Hch 10,34a.37-43; 117 Col 3,1-3 o 1Cor 5,6b-8; Jn 20,1-9

Que ansiosos correteos. Mirad lo que dicen esas mujeres coplosas, que María Magdalena al amanecer fue y vio la losa quitada. El mayor y el otro discípulo corrían juntos, y se asomó primero Simón Pedro. Porque entró en el sepulcro vacío, vio y creyó.

Podían haber ocurrido muchas cosas, tantas causas que explicasen la ausencia del cadáver, pero, porque entró, vio y creyó. Se adentró en el Misterio. Las cosas solo materiales, el sudario y las vendas, estaban allá, bien enrolladas cada una en su sitio, pero el sepulcro estaba vacío del cuerpo de Jesús. ¿Qué vio? Lo invisible. Percibió al Invisible, y por eso, entrando, creyó. ¿En qué creyó? En que el Padre no había podido abandonar a su Hijo, la carne muerta del Hijo; que allí, en ese vacío de la carne, se mostraba el inicio del Misterio de salvación. La súplica es obvia: dime dónde lo has puesto. ¿A quién hacemos esa pregunta angustiada y llena de esperanza? Al Padre Dios. Es él quien se lo ha llevado, no dejando que esa carne santa se pudriera en la aniquilación de la tumba. Entrando, vio lo que allá se le mostraba, porque hasta ese momento no había entendido la Escritura: que él había de resucitar de entre los muertos.

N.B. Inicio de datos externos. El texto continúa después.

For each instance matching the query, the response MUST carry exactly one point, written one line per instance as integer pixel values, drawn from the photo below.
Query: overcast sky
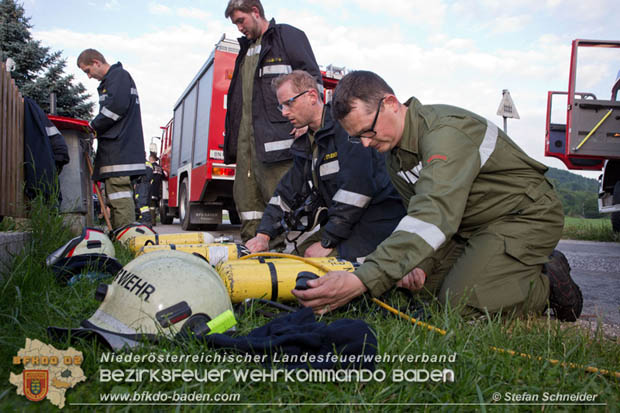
(460, 52)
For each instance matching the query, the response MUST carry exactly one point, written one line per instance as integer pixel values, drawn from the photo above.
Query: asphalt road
(595, 268)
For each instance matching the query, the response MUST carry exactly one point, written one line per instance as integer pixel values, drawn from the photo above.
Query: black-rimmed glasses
(370, 132)
(288, 102)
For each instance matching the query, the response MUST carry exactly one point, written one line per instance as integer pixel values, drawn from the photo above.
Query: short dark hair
(300, 79)
(359, 84)
(244, 6)
(88, 55)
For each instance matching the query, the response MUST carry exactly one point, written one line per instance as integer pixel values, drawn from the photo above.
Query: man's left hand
(333, 290)
(315, 250)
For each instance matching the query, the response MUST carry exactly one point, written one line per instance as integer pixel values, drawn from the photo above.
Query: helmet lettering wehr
(134, 284)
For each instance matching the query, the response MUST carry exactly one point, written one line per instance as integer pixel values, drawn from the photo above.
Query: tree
(39, 72)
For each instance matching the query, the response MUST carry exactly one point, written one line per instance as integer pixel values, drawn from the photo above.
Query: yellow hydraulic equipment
(214, 253)
(138, 242)
(272, 278)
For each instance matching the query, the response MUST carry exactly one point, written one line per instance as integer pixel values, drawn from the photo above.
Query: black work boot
(565, 296)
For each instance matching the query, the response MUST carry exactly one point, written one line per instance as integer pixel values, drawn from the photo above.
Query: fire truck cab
(197, 184)
(587, 136)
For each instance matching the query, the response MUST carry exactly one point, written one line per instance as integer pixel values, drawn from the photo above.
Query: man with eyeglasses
(349, 180)
(257, 136)
(482, 221)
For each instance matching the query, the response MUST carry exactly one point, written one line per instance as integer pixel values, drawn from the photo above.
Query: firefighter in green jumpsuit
(482, 219)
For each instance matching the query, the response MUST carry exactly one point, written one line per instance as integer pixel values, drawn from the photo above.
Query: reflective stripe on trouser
(119, 192)
(252, 193)
(499, 268)
(142, 201)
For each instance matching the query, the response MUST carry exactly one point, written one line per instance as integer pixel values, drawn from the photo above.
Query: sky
(460, 52)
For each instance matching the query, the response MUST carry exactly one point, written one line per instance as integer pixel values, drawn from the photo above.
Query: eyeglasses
(370, 132)
(287, 103)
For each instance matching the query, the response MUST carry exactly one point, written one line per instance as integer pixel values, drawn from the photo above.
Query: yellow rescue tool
(138, 242)
(214, 253)
(271, 278)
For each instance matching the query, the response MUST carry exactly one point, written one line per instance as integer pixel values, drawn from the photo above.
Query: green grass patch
(598, 229)
(32, 300)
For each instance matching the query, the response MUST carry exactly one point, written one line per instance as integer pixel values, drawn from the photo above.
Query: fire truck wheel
(164, 211)
(615, 216)
(184, 214)
(233, 216)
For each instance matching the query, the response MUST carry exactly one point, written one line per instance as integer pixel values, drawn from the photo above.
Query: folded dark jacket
(342, 344)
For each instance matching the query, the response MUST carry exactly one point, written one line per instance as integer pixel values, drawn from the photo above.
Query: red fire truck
(199, 185)
(587, 135)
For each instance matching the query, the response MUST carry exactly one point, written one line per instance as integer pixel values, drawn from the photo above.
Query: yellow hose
(589, 369)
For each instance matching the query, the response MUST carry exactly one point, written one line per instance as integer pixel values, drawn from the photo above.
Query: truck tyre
(184, 214)
(163, 212)
(615, 216)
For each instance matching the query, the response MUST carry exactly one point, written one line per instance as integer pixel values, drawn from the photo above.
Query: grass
(589, 229)
(32, 300)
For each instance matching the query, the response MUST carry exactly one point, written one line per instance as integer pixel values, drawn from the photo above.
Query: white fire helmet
(92, 241)
(168, 293)
(129, 231)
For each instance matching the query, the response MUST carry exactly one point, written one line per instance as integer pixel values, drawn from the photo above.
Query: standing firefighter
(482, 219)
(118, 126)
(257, 135)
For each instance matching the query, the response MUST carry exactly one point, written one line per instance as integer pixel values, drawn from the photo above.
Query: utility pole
(507, 109)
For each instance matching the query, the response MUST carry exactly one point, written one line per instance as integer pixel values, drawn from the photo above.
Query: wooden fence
(11, 147)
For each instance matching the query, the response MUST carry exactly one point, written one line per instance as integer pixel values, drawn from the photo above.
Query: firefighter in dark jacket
(118, 127)
(257, 136)
(349, 180)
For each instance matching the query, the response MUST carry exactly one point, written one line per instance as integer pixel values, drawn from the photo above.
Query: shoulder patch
(436, 156)
(331, 156)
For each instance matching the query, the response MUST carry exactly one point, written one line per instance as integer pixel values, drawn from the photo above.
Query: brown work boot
(565, 296)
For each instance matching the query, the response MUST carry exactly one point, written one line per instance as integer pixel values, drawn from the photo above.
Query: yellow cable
(593, 130)
(589, 369)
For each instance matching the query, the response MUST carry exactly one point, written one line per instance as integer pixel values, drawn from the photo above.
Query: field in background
(598, 229)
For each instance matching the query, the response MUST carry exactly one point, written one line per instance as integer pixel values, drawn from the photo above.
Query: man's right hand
(413, 281)
(259, 243)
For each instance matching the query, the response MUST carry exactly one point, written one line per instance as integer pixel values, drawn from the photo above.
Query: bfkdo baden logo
(48, 372)
(36, 384)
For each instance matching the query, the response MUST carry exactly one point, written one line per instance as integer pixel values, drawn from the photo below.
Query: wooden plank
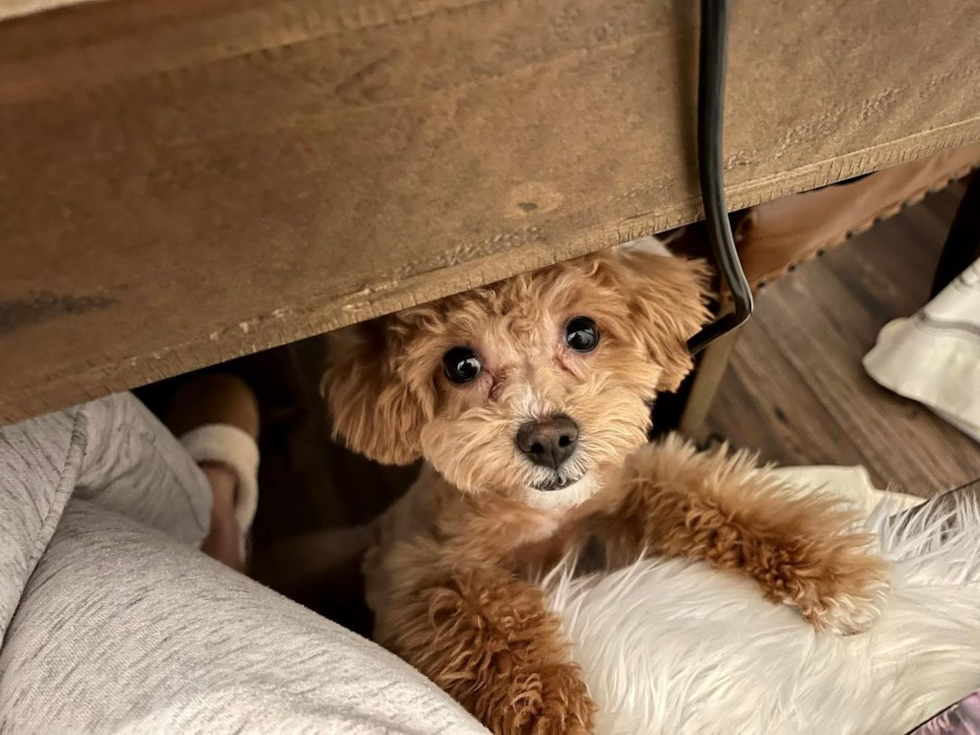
(185, 181)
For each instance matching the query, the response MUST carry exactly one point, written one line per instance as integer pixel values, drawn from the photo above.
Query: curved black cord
(711, 99)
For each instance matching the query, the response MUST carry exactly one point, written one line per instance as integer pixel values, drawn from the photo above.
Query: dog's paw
(562, 707)
(847, 592)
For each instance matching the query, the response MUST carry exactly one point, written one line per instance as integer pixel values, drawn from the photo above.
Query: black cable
(711, 102)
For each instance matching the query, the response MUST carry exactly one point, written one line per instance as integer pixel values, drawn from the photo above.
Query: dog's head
(531, 387)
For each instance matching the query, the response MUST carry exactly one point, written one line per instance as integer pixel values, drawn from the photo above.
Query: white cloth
(934, 356)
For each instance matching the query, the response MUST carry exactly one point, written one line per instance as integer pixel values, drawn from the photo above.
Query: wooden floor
(796, 390)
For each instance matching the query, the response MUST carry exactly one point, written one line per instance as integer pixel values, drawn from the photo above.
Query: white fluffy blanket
(669, 646)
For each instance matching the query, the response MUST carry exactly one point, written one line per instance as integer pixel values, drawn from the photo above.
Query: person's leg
(112, 452)
(125, 628)
(124, 625)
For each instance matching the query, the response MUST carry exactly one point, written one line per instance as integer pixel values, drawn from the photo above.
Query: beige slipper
(216, 418)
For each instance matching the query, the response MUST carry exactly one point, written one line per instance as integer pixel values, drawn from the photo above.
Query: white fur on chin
(567, 497)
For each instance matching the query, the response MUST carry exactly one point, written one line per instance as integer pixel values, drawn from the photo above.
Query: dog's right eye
(461, 364)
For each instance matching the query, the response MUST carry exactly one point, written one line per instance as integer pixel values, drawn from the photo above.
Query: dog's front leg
(487, 639)
(735, 515)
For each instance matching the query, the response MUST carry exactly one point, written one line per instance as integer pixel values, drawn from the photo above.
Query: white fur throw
(669, 646)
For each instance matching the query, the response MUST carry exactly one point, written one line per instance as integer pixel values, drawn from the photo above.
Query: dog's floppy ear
(668, 305)
(375, 412)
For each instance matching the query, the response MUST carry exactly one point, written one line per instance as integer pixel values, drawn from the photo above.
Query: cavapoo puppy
(529, 401)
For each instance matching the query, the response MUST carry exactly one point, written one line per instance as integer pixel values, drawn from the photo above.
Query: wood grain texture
(796, 389)
(185, 181)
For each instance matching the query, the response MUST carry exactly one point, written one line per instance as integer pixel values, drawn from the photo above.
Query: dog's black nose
(548, 442)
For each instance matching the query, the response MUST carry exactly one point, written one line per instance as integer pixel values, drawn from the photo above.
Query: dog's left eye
(461, 364)
(581, 334)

Se le mostraba a la muerte vaciada de su presa; se hacía patente en todo su esplendor la esperanza de que su muerte no había sido definitiva. Quien es el Hijo la había vencido y su carne no podía ser guardada en aquel obscuro recinto en espera de la resurrección final. Había acontecido lo imposible, se había hecho posible ante sus ojos, y Simón Pedro y el otro discípulo, al que Jesús tanto amaba, dispuesta la materialidad ausente y limpia de todo comienzo de disgregación en aquel recinto sepulcral, sin ver más que eso, creyeron. Entraron en el Misterio de la acción de Dios, en el que lo imposible se hace realidad posible. Comprendieron que no podía el Padre abandonar al Hijo, sino que como siempre, y ahora de una manera muy especial, lo liberaba de toda imposibilidad por la fuerza del Espíritu. La muerte, así, había sido vencida. La carne de Jesús, muerta en la cruz, no podía quedar encerrada en las tinieblas del lugar de los muertos en el que los justos esperaban la resurrección final. Además, ¿cómo creer en ella si el Hijo había sido abandonado de manera tan cruel, tan despiadada, vencido por el pecado? No, el Hijo se adentró en los infiernos, precisamente, para liberar de la muerte a los que allá habitaban, como primicia de la victoria. Misterio del sepulcro vacío.

¡Resucitó de veras mi amor y mi esperanza! En el sepulcro vacío vio la fuerza de su esperanza, por eso creyó.

Entrando en aquel vaciamiento de la cruz y del sepulcro, vio cómo su Jesús, porque Hijo del Padre en la fuerza del Espíritu, era la imagen y semejanza de Dios. El lugar, pues, en donde se nos regalaba en plenitud la naturaleza de nuestra propia imagen y semejanza en la que fuimos creados. Comprendió cómo, en lo que significaba aquel sepulcro tan ordenadamente vacío, se nos donaba la plenitud de nuestro ser de amorosidad. Creyó sin ver. Estamos en el amanecer del domingo, nos queda un largo día para ver y creer en la plenitud de nuestra fe. Lo sabemos ya, pero todavía no hemos visto a quien vive porque ha resucitado de entre los muertos.

El largo día de Pascua transformará nuestra vida.